Some exciting news. After some years of organizing sprints, and maintaining open source, I've been thinking on a more efficient workflow for projects with high volume of activity, like pandas.
An exaggerated example would be that I want to create 1,600 issues in pandas. One for each
docstring of the project, with the flaws that we are able to automatically detect. As a
side know, most of our validations to detect incorrect things in docstrings based on the
numpydoc standard are now available
in numpydoc
(in master). You can check the
documentation to
see how to use it. And the source code
for the list of errors we validate.
Back to the example, GitHub API and our validations
scripts would make it very easy to create those 1,600 GitHub issues. We could create a
label Docstring errors
to identify them, and ask the community for help to fix
those. The community responded extremely well in the past when we ask them for help.
500 people joined our worldwide documentation sprint.
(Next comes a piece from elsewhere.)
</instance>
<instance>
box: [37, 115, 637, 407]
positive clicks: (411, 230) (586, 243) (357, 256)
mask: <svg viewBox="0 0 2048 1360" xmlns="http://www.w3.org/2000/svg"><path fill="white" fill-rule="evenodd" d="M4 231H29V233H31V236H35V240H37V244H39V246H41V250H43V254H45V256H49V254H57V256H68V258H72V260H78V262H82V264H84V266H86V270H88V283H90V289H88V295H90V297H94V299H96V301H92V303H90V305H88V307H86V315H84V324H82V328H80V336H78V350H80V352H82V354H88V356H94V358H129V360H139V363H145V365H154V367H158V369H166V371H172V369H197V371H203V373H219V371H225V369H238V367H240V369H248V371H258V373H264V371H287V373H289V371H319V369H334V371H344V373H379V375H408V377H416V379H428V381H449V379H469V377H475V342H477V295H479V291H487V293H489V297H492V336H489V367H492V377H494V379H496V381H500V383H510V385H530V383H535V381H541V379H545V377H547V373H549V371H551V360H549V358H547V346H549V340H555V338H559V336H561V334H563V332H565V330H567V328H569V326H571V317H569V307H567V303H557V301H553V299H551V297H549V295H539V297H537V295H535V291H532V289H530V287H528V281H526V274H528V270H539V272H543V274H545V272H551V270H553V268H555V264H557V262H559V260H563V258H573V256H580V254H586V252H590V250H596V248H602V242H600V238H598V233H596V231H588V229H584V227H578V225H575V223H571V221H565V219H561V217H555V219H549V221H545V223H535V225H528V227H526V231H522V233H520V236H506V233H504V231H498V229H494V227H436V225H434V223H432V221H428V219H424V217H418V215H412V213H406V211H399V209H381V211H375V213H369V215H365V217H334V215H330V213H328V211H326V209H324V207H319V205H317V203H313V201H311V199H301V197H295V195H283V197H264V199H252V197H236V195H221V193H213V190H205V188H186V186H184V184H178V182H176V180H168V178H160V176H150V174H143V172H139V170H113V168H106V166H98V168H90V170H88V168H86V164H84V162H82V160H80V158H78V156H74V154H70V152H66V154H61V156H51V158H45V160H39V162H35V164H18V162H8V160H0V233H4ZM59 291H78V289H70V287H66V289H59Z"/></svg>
So, things seem feasible so far.
There are just two main problems to make all this work:
First, there is a small number of maintainers who would have to review, give feedback, and merge the contributions. 1,600 pull requests is surely too much for a small group of volunteers. We are surely in a much better position now, than when 500 people contributed in a single day (it took months to deal with all the pull requests of the sprints). We are around 12 active maintainers, compared to 4 at that time. And we've been improving on making our workflow more efficient, with the CI providing every time better feedback. More accurate, and presented in a better way, so first time contributors can detect problems in their work without much intervention from maintainers. GitHub Actions will be key in making our workflow more efficient for code reviews (things like contributors receiving automated emails when the CI detects something that needs to be fixed in their work).
Second, how could people know which of the 1,600 issues are available, and which
are already in the works by someone else? For small projects, GitHub has an option
Assignees
where members of a scrum team can assign to themselves what they are
working on. But this is not possible for a project the size of pandas, since only members
of the organization are able to self-assign issues. And even if we wanted to add
every possible contributor to the pandas GitHub organization, that would be a huge
amount of work for maintainers.
The best solution should come from GitHub. Adding an option so project admins can decide whether they want to allow any GitHub user to self-assign issues in their projects. I've been discussing this with people at GitHub, and it is something it may be added. But not immediately.
The good news is that with the help of GitHub Actions
is now possible to achieve the same, in a slightly trickier way. We just added
to pandas an action to self-assign issues.
How it works is by just writing a comment with the keyword take
to an issue.
And few seconds later, the action will assign the issue to the commenter. This
is possible because few months ago GitHub added a feature to let
assign issues to issue commenters.
It is not possible even for maintainers to assign an issue to an arbitrary user.
With this simple but powerful change, now a much more efficient workflow should be possible. The workflow could consist in:
- People interested in contributing to pandas start by setting up the environment and learn how to make an open source contribution
- Then they check the list of unassigned good first issues
- Once they find one that they want to work on, they write a comment with the keyword
take
on it - The issue will disappear from the list of unassigned issues, other people won't waste time checking whether it's available or not
- If the person can't finally move forward (got busy, they are not interested anymore...) they can simply unassign themselves from the issue, and it will be in the list again
This new workflow scales to the 1,600 issues or more. Before, potential contributors had a list with all issues, assigned and not assigned. They had to check each individually for comments claiming the issue, deal with ambiguity (do messages like "can I work on this?" mean you're working on the issue?), and possibly have some discussion, before they could know if someone else is working in the issue.
One obvious problem is if people self-assigning an issue, discontinuing work on it, but not unassigning the issue. We will see how this works, but even in the worst case, unassigned issues will still be easy to find if they exist. For the assigned ones, people can check them, and know immediately who to ask to know if work is still going on, or progress was made. And to ask if the original assignee is happy to hand over the issue to the new interested contributor.
Implementing a bot that unassignes issues automatically after N days of inactivity could also be an option.